Inasequible al desaliento, San Pedro se acercó a Dios y expuso una vez más su petición en tono de súplica:
—Señor, mira a los hombres; te rezan y se sacrifican en tu nombre. Hay varios cataclismos que asolan el planeta… ¿No vas a intervenir para ayudarles?
—¡Déjame en paz de una vez! —respondió Dios—. ¡Ya te he dicho que soy agnóstico y no creo en todas esas tonterías sobre “hombres”!

Sobre el autor: Antonio J. Cebrián

Urdimbre - Héctor Ranea & Sergio Gaut vel Hartman


Había tantos hilos en las tramas que el escritor decidió diversificarse. Por un lado se puso a recolectar cuentos; por otro poesía y por último, con los que le sobraban, enhebró collares, ristras de aromatizantes, cacharros para comer sopa, analizadores de espectro para laboratorios de análisis clínicos y hasta pensó en tejer alfombras voladoras. Lástima que semejante diversidad terminó alertando al Programa Holmes & Watson del FCBIA. Llegaron de noche, lo ataron con sus propios hilos y lo confinaron en una celda de la prisión lunar Armstrong. No lo van a juzgar, claro, pero en un informe reservado aseguran los expertos en desencriptación que muchos de esos hilos llevan a la residencia secreta del Presidente de los Estados Unidos, en los Adirondacks y otros terminan en los calzoncillos del papa. No se pueden correr riesgos con los ficcioterroristas.

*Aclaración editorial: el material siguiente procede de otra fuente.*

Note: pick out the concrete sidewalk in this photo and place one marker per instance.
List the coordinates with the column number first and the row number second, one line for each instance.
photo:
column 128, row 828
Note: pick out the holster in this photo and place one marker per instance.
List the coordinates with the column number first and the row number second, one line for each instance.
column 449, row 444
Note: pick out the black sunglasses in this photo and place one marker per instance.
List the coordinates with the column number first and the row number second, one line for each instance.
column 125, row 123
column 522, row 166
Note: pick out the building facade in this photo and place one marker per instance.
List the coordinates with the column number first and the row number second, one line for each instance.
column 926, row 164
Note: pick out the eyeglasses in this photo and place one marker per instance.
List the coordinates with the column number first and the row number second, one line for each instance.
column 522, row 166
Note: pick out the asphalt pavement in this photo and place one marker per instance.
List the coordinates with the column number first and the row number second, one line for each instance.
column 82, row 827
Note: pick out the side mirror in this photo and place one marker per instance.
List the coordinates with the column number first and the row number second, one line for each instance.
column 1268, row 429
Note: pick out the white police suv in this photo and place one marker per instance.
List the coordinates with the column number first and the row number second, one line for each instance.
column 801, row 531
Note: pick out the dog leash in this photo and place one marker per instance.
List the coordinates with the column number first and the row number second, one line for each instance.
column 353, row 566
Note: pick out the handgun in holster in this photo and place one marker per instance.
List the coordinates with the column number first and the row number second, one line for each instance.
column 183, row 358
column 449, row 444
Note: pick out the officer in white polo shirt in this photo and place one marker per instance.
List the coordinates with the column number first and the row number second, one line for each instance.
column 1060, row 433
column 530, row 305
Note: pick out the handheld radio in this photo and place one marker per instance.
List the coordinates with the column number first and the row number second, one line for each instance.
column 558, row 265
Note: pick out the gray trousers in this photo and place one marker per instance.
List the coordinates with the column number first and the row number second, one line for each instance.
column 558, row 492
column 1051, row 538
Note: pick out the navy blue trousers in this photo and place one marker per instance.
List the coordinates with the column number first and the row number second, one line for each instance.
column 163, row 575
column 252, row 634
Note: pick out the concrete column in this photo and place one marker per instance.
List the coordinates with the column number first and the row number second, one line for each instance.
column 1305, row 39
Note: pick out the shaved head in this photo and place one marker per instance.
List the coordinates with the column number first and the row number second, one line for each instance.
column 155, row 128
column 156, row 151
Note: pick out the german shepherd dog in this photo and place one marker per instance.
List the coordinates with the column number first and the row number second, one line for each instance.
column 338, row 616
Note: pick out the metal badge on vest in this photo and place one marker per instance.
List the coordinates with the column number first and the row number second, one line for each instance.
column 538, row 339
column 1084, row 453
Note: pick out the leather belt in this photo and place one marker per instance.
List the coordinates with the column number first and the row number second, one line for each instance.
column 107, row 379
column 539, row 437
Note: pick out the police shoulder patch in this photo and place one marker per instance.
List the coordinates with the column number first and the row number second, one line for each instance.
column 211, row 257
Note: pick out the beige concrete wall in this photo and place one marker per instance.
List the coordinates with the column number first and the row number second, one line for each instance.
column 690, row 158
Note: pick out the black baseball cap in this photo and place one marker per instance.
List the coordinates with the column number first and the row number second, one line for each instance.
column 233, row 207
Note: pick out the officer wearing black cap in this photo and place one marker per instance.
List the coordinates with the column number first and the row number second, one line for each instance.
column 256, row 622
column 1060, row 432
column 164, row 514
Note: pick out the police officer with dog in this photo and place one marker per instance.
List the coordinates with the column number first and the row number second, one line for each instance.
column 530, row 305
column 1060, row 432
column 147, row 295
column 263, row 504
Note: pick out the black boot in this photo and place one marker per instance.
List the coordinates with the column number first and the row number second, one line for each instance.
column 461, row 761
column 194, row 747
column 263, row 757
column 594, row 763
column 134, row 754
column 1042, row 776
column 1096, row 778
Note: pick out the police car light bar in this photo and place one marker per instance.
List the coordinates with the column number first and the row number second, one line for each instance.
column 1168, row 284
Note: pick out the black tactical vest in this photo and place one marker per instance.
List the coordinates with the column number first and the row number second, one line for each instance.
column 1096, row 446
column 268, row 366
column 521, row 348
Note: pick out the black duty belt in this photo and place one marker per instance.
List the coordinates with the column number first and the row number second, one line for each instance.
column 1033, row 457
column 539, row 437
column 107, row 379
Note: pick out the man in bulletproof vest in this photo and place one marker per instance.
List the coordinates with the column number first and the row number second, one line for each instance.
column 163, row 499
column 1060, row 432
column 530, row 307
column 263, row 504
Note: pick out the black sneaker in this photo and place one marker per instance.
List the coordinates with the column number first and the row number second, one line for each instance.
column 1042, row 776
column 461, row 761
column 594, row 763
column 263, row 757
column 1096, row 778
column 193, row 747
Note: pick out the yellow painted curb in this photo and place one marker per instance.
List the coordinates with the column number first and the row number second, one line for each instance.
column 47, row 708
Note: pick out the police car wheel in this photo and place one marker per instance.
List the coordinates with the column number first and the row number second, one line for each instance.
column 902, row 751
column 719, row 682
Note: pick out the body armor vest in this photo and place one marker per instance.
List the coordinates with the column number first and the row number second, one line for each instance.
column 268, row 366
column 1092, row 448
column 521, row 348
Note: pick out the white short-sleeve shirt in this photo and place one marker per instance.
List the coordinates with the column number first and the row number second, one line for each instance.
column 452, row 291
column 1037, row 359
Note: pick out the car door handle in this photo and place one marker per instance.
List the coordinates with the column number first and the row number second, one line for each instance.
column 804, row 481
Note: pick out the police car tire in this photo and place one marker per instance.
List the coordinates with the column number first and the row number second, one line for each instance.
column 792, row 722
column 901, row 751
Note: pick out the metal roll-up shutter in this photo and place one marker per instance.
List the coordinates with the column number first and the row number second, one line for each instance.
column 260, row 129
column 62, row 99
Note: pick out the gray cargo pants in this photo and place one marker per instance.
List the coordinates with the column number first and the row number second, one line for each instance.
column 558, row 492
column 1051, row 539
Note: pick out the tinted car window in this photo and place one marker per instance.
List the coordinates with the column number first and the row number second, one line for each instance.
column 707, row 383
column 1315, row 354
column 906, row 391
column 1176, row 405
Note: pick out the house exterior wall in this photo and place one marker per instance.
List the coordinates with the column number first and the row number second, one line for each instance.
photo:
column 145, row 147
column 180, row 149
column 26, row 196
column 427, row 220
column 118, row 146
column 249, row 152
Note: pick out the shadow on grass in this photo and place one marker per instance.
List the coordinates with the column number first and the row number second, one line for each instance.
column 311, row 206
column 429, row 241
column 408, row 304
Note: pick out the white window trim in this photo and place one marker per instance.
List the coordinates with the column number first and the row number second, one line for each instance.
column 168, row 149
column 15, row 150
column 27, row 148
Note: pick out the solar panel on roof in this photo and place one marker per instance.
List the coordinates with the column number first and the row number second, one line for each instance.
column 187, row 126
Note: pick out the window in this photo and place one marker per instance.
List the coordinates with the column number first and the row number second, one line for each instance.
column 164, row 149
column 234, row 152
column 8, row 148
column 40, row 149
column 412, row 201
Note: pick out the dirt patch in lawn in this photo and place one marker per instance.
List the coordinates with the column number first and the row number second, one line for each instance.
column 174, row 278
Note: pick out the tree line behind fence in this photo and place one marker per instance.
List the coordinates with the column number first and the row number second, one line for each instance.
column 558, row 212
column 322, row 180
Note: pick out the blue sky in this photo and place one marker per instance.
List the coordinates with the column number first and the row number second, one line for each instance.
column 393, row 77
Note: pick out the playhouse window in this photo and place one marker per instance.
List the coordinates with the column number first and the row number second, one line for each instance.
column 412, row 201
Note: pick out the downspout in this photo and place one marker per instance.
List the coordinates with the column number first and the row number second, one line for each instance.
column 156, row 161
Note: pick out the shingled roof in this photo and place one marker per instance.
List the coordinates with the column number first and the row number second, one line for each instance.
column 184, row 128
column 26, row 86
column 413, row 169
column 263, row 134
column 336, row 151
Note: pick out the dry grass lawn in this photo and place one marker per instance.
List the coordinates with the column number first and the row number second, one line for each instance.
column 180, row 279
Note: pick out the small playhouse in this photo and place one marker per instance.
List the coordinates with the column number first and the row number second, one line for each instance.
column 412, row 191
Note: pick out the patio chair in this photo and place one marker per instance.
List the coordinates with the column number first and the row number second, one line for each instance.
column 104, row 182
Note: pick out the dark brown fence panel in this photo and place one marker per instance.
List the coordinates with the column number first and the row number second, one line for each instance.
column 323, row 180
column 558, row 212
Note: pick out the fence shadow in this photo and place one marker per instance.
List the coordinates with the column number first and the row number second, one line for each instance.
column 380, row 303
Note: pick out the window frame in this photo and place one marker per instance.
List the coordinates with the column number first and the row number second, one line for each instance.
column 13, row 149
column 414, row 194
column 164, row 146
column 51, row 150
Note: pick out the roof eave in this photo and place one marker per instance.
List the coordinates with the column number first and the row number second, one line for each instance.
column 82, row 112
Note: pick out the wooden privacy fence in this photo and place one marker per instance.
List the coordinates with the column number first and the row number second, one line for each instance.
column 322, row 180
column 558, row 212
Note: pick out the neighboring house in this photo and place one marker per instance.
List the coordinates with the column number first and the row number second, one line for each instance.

De no creer – Nanim Rekacz


Las reinterpretaciones de las Profecías Mayas, de Nostradamus, de San Malaquías y del Armagedón, coincidieron. Las religiones, alarmadas, dieron el alerta. Los gurúes y los que escriben horóscopos, reconocieron el hecho de manera contundente.
Desde los druidas a los mazdeístas, desde los pragmáticos liberales a los marxistas, desde Marcelo Tinelli a Julián Assange, todos se hicieron eco de la noticia.
La Convención Mundial de Científicos lo ratificó y los gobernantes dieron sus postreros discursos.
La humanidad se preparó para el Final de los Tiempos.
Menos los cristianos hispanohablantes.
Es que el pronóstico para el Fin del Mundo caía 28 de diciembre.